Sharp rise in general insurance complaints raises service quality concerns: RBI
The Reserve Bank of India has flagged a massive jump in customer complaints within the general insurance sector. These rising grievances could hurt public trust and impact financial stability across the country.
The Reserve Bank of India (RBI) has raised a red flag over the rising number of customer complaints in the general insurance sector. According to the latest Financial Stability Report (FSR), there are serious concerns regarding how claims are managed and how products are explained to customers. The RBI warned that if these issues are not fixed, it could lead to people losing faith in the insurance system. This loss of trust might cause people to cancel their policies, which would create a big risk for the entire financial market.

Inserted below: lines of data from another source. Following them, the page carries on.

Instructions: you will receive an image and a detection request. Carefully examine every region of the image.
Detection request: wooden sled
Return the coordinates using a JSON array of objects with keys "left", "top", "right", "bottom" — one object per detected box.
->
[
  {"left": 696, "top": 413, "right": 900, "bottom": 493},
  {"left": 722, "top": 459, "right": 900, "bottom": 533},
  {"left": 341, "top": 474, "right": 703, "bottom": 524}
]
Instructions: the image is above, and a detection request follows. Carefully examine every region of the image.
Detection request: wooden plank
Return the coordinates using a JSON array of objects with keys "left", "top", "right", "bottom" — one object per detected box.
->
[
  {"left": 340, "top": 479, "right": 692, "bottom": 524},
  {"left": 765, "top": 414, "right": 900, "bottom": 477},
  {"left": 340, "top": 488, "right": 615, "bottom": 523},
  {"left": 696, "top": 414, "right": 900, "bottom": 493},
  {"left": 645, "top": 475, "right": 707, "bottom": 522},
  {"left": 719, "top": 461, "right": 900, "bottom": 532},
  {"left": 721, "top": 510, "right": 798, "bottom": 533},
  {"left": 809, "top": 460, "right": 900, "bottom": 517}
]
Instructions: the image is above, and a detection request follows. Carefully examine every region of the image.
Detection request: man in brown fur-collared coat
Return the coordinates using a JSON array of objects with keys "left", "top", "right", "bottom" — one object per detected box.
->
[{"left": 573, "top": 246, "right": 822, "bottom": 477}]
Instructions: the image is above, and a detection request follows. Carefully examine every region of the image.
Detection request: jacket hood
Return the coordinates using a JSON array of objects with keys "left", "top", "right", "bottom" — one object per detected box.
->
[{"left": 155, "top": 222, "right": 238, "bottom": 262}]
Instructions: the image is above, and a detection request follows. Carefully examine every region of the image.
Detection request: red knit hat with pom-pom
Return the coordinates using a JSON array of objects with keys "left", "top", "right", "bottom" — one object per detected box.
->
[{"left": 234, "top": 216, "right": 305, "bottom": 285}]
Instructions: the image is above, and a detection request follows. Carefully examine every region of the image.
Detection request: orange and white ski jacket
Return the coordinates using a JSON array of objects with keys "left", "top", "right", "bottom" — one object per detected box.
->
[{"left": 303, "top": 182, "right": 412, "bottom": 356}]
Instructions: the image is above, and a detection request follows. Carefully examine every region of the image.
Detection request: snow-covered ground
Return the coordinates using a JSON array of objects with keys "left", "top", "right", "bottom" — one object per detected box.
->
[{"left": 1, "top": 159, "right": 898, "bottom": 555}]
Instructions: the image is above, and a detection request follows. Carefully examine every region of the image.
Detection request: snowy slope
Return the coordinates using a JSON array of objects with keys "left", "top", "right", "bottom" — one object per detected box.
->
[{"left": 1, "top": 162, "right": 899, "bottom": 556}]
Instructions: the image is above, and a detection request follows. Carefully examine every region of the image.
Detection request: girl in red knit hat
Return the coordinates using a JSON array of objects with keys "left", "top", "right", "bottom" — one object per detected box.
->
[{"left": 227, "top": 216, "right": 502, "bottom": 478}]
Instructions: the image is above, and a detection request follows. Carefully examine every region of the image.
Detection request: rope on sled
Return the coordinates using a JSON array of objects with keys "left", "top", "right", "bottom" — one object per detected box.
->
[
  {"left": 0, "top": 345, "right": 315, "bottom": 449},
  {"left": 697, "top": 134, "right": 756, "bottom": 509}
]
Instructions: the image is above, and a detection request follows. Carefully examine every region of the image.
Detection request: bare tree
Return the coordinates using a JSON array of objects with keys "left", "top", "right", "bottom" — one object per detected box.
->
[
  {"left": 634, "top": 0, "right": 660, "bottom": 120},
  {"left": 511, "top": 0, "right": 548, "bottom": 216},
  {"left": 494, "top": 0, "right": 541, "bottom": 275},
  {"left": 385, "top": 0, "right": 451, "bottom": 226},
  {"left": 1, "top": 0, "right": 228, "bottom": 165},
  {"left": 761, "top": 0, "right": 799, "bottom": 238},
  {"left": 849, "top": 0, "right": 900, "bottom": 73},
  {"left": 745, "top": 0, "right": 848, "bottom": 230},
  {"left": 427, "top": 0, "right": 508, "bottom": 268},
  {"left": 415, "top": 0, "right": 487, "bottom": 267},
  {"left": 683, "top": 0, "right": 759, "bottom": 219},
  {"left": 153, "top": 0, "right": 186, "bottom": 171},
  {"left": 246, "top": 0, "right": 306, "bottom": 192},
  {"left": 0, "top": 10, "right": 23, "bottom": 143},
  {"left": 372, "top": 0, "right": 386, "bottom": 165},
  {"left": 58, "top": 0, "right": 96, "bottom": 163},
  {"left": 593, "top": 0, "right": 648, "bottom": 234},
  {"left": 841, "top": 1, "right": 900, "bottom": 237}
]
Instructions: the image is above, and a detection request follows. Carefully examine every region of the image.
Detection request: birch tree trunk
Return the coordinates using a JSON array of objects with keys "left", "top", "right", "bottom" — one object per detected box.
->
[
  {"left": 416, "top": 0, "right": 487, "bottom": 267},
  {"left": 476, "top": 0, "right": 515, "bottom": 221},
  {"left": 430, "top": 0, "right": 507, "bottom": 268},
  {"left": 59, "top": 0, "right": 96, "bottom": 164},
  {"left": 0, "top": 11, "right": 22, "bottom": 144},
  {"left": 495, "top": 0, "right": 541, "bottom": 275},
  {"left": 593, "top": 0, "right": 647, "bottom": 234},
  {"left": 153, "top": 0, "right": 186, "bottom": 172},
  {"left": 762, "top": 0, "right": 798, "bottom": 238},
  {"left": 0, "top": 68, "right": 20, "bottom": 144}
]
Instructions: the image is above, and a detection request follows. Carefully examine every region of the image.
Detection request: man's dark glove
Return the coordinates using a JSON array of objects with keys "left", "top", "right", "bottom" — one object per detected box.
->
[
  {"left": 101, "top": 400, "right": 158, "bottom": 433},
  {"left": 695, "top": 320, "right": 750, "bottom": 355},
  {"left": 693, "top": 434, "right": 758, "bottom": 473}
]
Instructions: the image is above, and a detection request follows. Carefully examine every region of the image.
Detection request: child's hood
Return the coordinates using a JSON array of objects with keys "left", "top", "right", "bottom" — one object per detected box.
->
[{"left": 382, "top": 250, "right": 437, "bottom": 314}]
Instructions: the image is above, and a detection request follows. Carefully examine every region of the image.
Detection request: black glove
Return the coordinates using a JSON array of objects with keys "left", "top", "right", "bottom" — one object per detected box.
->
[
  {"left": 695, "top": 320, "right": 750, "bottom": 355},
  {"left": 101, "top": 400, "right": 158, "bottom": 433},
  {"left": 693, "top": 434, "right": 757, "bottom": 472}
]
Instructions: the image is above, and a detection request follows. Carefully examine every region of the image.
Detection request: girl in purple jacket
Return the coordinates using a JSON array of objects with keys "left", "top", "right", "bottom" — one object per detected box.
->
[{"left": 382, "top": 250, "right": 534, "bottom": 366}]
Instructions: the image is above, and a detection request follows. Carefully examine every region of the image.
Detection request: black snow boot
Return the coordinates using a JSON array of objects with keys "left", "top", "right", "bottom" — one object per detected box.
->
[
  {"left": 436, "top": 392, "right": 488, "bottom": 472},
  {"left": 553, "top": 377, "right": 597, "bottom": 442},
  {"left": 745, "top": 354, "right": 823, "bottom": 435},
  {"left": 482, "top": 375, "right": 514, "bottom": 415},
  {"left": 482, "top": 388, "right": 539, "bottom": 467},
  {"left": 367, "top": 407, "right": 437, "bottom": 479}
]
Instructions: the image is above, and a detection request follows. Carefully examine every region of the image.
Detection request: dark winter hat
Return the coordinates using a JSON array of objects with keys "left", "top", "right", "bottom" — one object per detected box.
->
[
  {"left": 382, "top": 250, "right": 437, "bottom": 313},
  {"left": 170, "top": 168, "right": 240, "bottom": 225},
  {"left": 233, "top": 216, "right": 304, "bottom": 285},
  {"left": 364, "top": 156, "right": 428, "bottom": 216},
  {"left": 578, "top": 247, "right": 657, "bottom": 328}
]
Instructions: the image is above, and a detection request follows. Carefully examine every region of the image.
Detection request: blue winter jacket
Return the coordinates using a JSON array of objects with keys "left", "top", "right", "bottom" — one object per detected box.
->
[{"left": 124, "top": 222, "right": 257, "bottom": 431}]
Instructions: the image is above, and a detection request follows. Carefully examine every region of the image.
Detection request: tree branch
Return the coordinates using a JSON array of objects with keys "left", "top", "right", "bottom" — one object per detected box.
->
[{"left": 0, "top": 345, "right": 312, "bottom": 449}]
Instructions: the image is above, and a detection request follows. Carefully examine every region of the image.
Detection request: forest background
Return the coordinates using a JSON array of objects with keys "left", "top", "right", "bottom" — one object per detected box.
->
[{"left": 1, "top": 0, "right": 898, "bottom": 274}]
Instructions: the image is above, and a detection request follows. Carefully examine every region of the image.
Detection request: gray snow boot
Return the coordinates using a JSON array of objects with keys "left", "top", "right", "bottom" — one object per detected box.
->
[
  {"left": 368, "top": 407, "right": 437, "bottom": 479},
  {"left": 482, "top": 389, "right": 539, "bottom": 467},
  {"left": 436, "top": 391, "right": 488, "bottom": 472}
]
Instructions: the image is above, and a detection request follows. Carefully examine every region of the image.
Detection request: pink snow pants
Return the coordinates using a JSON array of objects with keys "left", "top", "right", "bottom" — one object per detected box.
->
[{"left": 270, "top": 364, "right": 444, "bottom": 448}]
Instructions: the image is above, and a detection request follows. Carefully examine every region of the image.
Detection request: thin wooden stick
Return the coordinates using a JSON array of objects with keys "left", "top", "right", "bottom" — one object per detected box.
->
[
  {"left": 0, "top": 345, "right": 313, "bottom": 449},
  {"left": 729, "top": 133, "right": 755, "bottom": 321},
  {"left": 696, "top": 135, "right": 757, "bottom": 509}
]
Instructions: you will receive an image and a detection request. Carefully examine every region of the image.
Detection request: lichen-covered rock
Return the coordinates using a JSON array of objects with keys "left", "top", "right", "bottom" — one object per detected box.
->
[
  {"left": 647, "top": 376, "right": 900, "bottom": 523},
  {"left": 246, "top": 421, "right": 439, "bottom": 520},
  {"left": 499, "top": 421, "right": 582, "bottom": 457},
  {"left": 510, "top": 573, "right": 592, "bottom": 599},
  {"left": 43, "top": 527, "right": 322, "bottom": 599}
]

The numbers in the report are quite alarming for the general insurance industry. Complaints have nearly tripled in just a few years. In the financial year 2021-22, the numbers were much lower, but they jumped to 1.78 lakh complaints in 2025-26. This sharp increase suggests that companies are struggling with 'claims management' (the process where a company pays the customer for a loss) and 'service quality'. The RBI believes these are systemic problems, meaning they are happening across the whole industry.
While general insurance is struggling, the life insurance sector has shown a much better performance. Complaints in life insurance actually dropped from 1.5 lakh in 2021-22 down to 1.2 lakh in 2025-26. The report says this happened because life insurance companies improved their 'market conduct' (how they behave with customers) and made sure they were selling the right products to the right people. This decline in complaints helps reduce 'reputational risk' (the risk of losing money because people think badly of the company).
For bank officers who also sell insurance products as part of 'bancassurance' (banks selling insurance), this report is very important. It shows that customers are unhappy with how general insurance claims are settled and how the products are communicated. If a bank sells a policy and the customer has a bad experience during a claim, it can damage the bank's relationship with that customer. Bankers must be careful to explain the terms and conditions clearly to avoid 'product communication' issues.
The IRDAI (the insurance regulator in India) is already taking steps to fix these problems through the Insurance Ombudsman. In 2025-26, the Ombudsman resolved 41,055 complaints. Interestingly, 79 percent of these cases were decided in favor of the policyholders. This shows that many customer complaints were valid and the companies were at fault. The regulator is now pushing for faster solutions to problems that have been stuck for a long time.
General insurance companies have been told to focus on four main areas. These include complaints that have been pending for more than 90 days, delays in registering new complaints, and increasing the use of video conferencing for hearings. The goal is to make the process faster and more transparent for the common man. If the industry does not improve, the RBI fears that 'policy persistence' (the rate at which customers keep renewing their policies) will fall significantly.
In the coming months, bank officers and insurance agents should watch for stricter rules from IRDAI regarding claims. There will likely be more pressure on companies to prove they are treating customers fairly. For those aspiring to join the banking sector, understanding these 'conduct risks' is essential. It shows that banking is not just about numbers, but also about maintaining the trust of the public through good service and clear communication.